Er quasselte ununterbrochen
Sie hat Charme, die Pilgerherberge Rapperswil: ein hübsch renovierter Altbau inmitten der Altstadt. Alles ist nahe beieinander: das Zimmer des Hospitalero, des Gastgebers, das gleichzeitig Réception und Büro ist. Der Aufenthaltsraum mit Kochnische, im Gang eine kleine Ecke für Andachten. Und der Schlafraum mit alten Holzbalken, Natursteinmauer und sechs doppelstöckigen Betten. Genutzt wird zurzeit nur die Hälfte. So will es das Corona-Schutzkonzept.

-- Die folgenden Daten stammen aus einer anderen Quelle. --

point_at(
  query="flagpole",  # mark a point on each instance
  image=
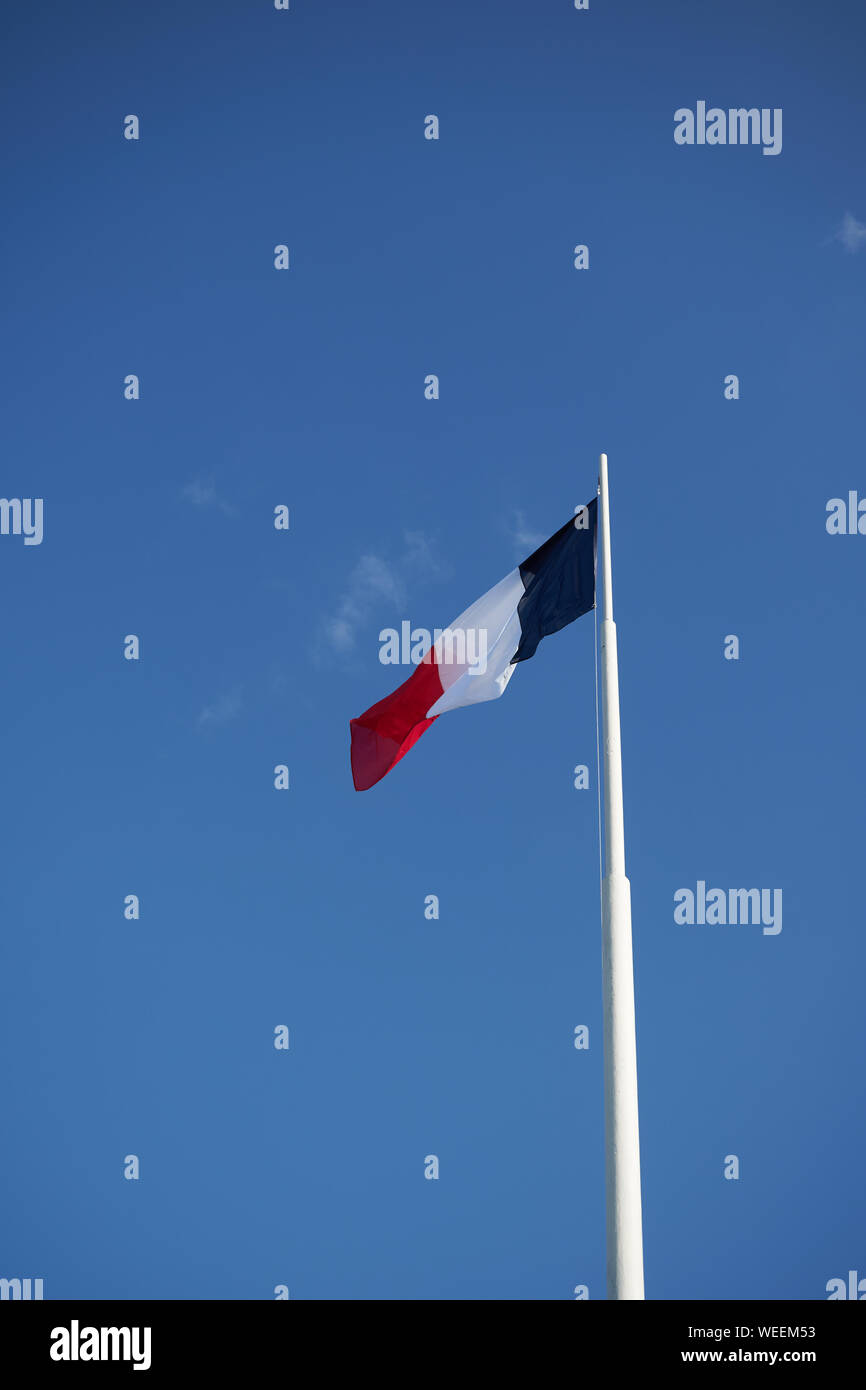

Refugium für Schäferstündchen
Die Romantik der Herberge wollte sich einmal ein feiner Herr zunutze machen, erzählt Stefan Rava, Präsident des Vereins Pilgerherberge. «Er kam um die Mittagszeit herein, wenn normalerweise niemand da ist, auch nicht der Hospitalero.» Woher er den Code für die Tür kannte, sei ihm heute noch ein Rätsel. «Rechts und links hatte er je eine Dame eingehakt, mit hohen Absätzen.» Er wolle den Damen die Herberge zeigen. «Wir vermuteten aber, er wollte sich in der Herberge ein Schäferstündchen gönnen.» Seither wird der Türcode monatlich gewechselt.
«Wer mit dem Rollkoffer kommt, ist kein Pilger.»
Denn die Pilgerherberge soll nur für die Pilger da sein. Dafür sorgen die Hospitaleros, Freiwillige, die einmal jährlich die Herberge für ein paar Tage betreuen. Der Hospitalero ist das Herz der Herberge, Gastwirt und Seelsorger in einem: Er heisst die Gäste willkommen, erledigt den Papierkram, kocht, pflegt Blasen und seelische Wunden. Und er muss Gäste abweisen, die keine Pilger sind. «Die Hotelpreise in Rapperswil sind hoch», erläutert Rava, «da wäre es attraktiv, in der Pilgerherberge Ferien zu machen. Wer mit dem Rollkoffer kommt, ist kein Pilger.»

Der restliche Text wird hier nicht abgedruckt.